Research Spotlight Series: Colonial Seabird Monitoring in Atlantic Canada

By: Sabina Wilhelm, Canadian Wildlife Service

Posted April 17, 2018

Editor’s Note: In our Research Spotlight Series we shine a light on exciting research in our province. In this post we showcase the Canadian Wildlife Service.

Puffin research on Gull Island (Photo by Pierre Ryan).

The Canadian Wildlife Service (CWS) Colonial Seabird Monitoring Program focuses on assessing the population size and trends of 20 species of seabirds across the four Canadian Atlantic provinces, namely Nova Scotia, New Brunswick, Prince Edward Island, and Newfoundland and Labrador.  Over the past year, focus has been on continuing to update the status of major Leach’s Storm-Petrel colonies in the region in light of recent surveys having revealed that several of Newfoundland’s significant colonies, including Baccalieu Island, the world’s largest, have experienced declines of 40-50% over the past 20-30 years.
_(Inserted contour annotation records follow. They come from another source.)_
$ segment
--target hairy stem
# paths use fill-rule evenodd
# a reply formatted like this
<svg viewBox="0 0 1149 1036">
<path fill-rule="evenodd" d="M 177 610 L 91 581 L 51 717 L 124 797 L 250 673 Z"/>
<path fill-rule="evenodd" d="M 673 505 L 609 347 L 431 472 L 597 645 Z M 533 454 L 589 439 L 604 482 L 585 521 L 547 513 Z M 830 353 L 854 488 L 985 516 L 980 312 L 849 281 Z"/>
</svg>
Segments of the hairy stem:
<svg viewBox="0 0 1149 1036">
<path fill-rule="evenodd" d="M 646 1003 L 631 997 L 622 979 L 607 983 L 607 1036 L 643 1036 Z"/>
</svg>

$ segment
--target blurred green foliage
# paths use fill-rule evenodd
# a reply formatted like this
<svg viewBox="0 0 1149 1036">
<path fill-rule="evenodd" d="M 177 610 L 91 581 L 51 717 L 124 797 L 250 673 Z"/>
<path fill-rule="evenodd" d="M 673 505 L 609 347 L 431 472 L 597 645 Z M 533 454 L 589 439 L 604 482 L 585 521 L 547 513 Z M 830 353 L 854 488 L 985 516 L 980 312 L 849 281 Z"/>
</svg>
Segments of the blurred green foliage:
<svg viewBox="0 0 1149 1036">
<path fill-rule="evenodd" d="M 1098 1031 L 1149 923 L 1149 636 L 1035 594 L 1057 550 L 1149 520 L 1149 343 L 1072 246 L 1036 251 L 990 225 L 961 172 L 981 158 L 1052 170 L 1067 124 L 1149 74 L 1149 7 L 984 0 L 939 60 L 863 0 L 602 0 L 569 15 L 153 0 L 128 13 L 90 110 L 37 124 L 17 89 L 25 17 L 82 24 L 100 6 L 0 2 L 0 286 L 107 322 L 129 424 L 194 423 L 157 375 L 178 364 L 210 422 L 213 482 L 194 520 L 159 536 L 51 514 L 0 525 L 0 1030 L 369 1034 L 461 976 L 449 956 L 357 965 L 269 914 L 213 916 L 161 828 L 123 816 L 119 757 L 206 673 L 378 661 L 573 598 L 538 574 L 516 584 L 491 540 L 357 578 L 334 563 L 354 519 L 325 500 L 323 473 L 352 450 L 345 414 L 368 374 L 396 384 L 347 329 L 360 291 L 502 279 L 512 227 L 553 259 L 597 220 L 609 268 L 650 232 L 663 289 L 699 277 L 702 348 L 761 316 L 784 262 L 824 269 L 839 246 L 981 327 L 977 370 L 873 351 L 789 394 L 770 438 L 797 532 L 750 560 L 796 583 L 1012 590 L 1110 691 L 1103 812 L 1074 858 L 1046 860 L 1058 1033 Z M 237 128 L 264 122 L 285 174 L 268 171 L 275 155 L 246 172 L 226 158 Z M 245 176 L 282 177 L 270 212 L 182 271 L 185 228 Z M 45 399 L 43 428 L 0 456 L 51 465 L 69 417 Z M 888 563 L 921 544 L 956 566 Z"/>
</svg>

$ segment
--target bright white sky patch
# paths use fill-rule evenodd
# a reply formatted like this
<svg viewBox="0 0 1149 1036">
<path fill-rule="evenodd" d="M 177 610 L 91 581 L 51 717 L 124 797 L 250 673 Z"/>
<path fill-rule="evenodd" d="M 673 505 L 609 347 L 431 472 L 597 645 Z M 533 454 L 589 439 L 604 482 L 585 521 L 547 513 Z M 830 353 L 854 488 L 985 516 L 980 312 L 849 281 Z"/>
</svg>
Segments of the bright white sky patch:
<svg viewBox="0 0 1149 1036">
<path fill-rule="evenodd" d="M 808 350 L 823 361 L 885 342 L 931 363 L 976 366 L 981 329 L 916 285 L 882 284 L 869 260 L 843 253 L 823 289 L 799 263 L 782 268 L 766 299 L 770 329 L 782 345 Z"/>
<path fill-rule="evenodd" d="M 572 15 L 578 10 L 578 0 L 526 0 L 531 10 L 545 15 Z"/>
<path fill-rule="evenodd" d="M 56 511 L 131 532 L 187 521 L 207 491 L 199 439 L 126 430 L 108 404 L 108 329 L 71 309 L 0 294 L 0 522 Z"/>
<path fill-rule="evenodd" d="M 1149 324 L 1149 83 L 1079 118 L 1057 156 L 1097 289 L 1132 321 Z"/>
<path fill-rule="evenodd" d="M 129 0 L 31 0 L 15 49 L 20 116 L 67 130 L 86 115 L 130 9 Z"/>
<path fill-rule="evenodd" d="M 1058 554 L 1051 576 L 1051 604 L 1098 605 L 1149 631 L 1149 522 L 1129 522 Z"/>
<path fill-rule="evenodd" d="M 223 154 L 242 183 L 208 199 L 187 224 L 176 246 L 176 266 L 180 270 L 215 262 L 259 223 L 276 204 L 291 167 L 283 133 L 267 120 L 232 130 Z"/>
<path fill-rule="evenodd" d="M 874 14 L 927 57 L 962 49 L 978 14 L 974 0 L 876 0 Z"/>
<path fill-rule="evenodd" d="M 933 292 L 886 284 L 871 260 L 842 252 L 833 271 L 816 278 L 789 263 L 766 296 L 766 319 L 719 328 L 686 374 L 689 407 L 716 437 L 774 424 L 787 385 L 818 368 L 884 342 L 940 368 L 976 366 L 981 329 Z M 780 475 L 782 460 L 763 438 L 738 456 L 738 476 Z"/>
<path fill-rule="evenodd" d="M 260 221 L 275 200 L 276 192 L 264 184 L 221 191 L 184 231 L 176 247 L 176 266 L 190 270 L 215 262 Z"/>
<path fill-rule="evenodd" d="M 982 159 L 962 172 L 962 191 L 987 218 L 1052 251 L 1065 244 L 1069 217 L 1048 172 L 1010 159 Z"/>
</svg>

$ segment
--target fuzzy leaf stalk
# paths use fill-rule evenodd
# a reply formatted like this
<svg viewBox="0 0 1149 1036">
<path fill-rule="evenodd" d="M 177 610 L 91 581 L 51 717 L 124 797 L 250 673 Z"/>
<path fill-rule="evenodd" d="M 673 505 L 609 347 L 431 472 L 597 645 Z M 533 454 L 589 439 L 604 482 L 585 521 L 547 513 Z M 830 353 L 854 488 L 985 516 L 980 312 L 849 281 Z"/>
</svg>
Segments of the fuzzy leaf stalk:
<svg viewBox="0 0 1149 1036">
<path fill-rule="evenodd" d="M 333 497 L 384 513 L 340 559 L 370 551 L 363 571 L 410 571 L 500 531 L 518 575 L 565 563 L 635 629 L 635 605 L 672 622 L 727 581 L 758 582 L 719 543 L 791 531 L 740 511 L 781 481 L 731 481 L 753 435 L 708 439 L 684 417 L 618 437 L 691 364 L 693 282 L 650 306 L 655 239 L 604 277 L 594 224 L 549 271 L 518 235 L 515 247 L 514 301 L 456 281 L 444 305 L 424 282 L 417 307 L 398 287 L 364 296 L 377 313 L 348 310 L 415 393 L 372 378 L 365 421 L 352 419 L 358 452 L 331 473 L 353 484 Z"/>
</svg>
In response to these declines, Bird Life International assessed this species as globally threatened and listed it as Vulnerable on the IUCN Red-List in December 2016.

Current efforts are also being placed on updating the status of major puffin colonies in Newfoundland and Labrador (specifically on the Gannet Islands which have not been surveyed since 2000 and host over 40,000 pairs), to assess the health of the regional population.  On a more local note, the 2017 breeding season appeared to be very favorable for puffins breeding in the Witless Bay Islands Seabird Ecological Reserve, Newfoundland, the largest puffin colony in the northwest Atlantic, with the most number of puffins rescued by the Puffin Patrol and the highest fledgling mass since the program was initiated in 2012.  To complement the data being collected through the Puffin Patrol, we initiated this past field season a long-term study site on Gull Island, Witless Bay, by permanently marking burrows and banding adults to monitor adult survival and productivity.  The 2017 field season also saw the conclusion of the three-year survey along Newfoundland’s coast to update the distribution and abundance of terns, gulls, kittiwakes and cormorant colonies.